I'm aware that starting something new is not easy. As a beginner myself, I found it's kinda hard to start my own blog. However, in regards to postcard collecting experience, I believe that I can share you some easiest steps to start your own. These steps are mainly based on my own experience. Nevertheless, I hope that they will be useful and applicable to any of you guys.

  1. Grab any postcards that are available--- As a beginner, you need to initiate your intention. Smaller steps can be a perfect way to start. Once I started to have an interest in this hobby, I searched any postcard look-a-like items from every corner in my house.
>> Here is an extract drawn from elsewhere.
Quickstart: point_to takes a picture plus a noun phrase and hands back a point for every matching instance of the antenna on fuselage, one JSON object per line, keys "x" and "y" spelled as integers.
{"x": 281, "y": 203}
I pretty much found plenty of things such as: a number of old postcards from my high school pen pals, some free postcards from my movie magazines collection, various free postcards that I took from the malls, etc. Grab them as they are your first treasure. No need to be picky, your main goal is to have as many postcards as you can.
  2. Inform others about your ‘new’ hobby--- The fastest way to build up your collection is to use other people’s help as much as possible. Family, friends, and relatives are usually the best candidates to do that. Since I start this ‘thing’, I end up with plenty of postcards from my friends’ last trip abroad, my colleague’s business trip, and even a greeting postcard from my facebook friend. So, be nice to the ones you loved as they are your closest ally.
  3. Join a postcard forum or community--- I believe that this is one of the best things about living in this connected world. You can expand your collection with the help of other people all over the world in just a simple click away. My favorite website is www.postcrossing.com. In fact, this is the main cause I started this whole thing of so-called obsession. This website will facilitate you to exchange postcards with random people all around the world. You can also join various mailing lists that facilitate postcards exchange. These communities are usually built based on trust. Thus, it is very important to maintain your integrity and commitment in order to be well accepted.
  4. Build up your interest, be passionate--- Once you have some exposure on this exciting experience, you will start to have more interest in certain (more specific) kind of postcard. That is called your preference. Now, you can shift your focus more to your favorite themes. For example: postcards showing maps (my favorite ones), lighthouses, religious buildings, beautiful castles, landscapes, and plenty of other things. Be passionate about your collection as this will represent your interest and who you are as a collector.
  5. Store it well, and share it with your loved ones--- Your collection is your treasure. Based on my experience, the easiest way to store your cards is in a plastic box or in a photo album. However, if you are willing to ensure that your cards will be fully protected, you have to use archival-quality plastic holders for storing postcards that are acid free and contain no PVC. This material will prevent the forming of acidic oils that can destroy the appearance of your postcards. Direct sunlight is also a big NO NO as it can fade the color. Preserving your collection is an essential thing to a collector. Store it well and you can enjoy your collection longer. Who knows you might be able to share them later to your loved ones.

Wednesday, April 22, 2009

Why post-aholic?

On the verge of doing something new, i have an idea to start my own blog. Hmmm...then i wonder what things i can write about? Well, i remember a saying that writing can be fun if your writing on topics about which you are either knowledgeable or passionate. Passion sells.

I'm a passionate person for sure. I have a lot of interests in my life. My friends even called me a person who has many hobbies, well too many maybe . I find that quite hillarious, but yet they are probably (or absolutely) right.

After having a deep thought about it, i believe that my number one passion (at the moment) is my obsession on any post related items, especially postcard and stamps. Since this blog will be a direct way to express my enthusiasm toward my main interest, that's why i called this blog post-aholic.

I wish that my blog can inspire someone to start considering this very interesting hobby. Act on it and find more excitement in life.